Dubbed the “Prince of Darkness” by a journalist friend early in his career, Novak wrote in his 2007 memoir that he became proud of the label derived from his “unsmiling pessimism about the prospects for America and Western civilization.”
“Bob was always the pro,” Chicago Sun-Times editor-in-chief Don Hayner told the paper. “No matter what he had going on, he was always at the ready to help out on stories, and he broke more than his share. Even as he became a national figure, he was always proud to be part of the Sun-Times.
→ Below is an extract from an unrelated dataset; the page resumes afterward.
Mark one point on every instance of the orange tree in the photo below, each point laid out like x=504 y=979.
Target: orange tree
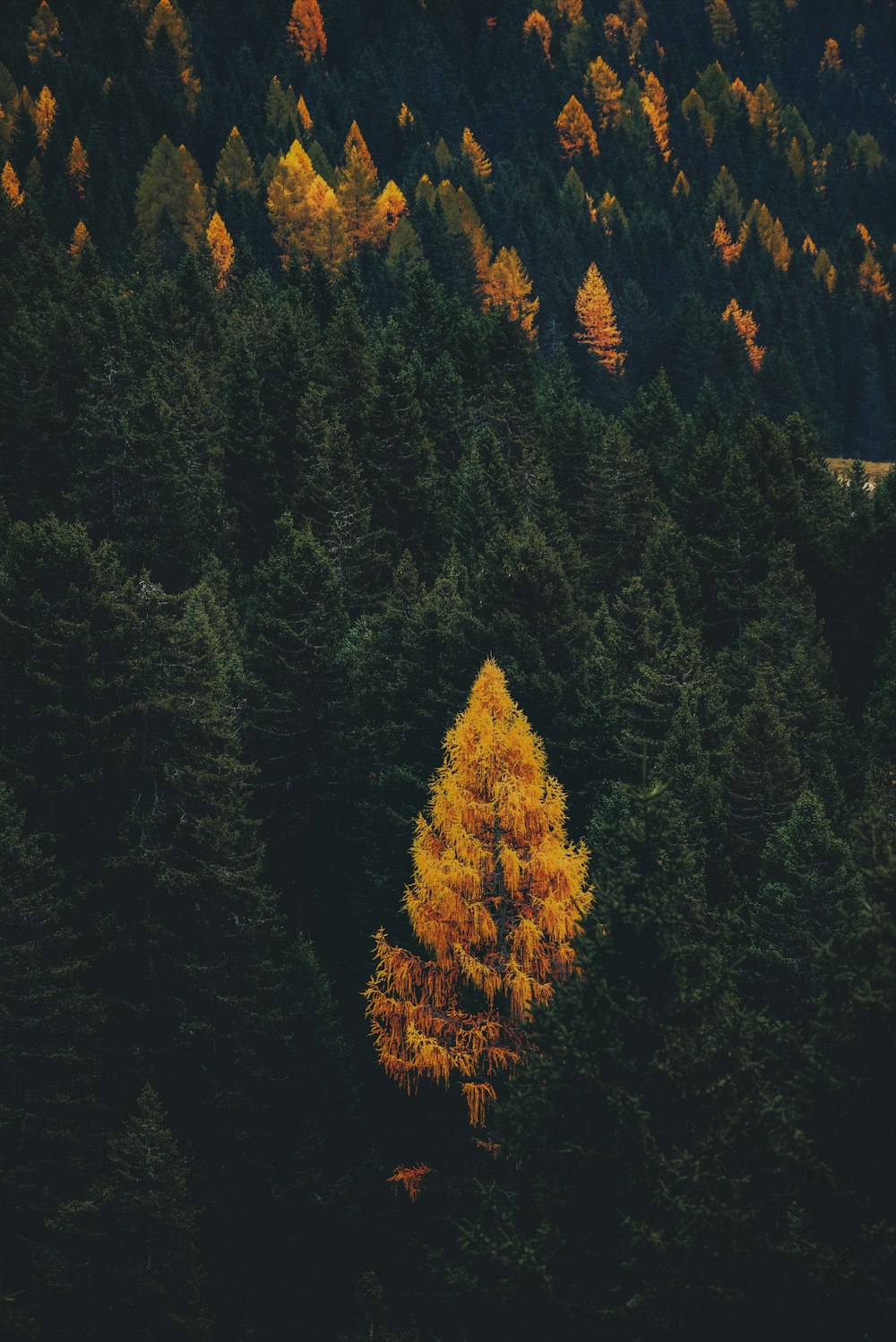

And we were proud of him.”
Even though Novak often encouraged his reputation as “Prince of Darkness,” he was anything but in his personal relationships, according to Shields.
“As a political reporter, he had very few equals and no superiors,” Shields said. “He was tireless, relentless and as smart as they come.”
Shields said Novak’s success as a columnist was due to the fact he did not lose his reportorial instinct. He regularly courted junior staffers, not just the power brokers they worked for, to become sources.
Novak’s last appearance on CNN was a memorable one: After swearing on the air, he walked off the set during a political debate with Democratic strategist James Carville in August 2005. Novak quickly apologized, but CNN never let him back on the air.
Although he became known as a staunch conservative, Novak often differed with conservatives on many issues, expressing doubts about invading Afghanistan and frequently criticizing the war in Iraq.
“I’m told that President George W. Bush has not liked my criticism, particularly of his Iraq war policy. But the president is a compassionate man, and he telephoned me at 7:24 a.m. on Aug. 15, six minutes before I went into surgery,” Novak wrote in one of his last columns on Sept. 7, 2008.
Novak is survived by his wife, a son Alex, 41, and a daughter Zelda, 44.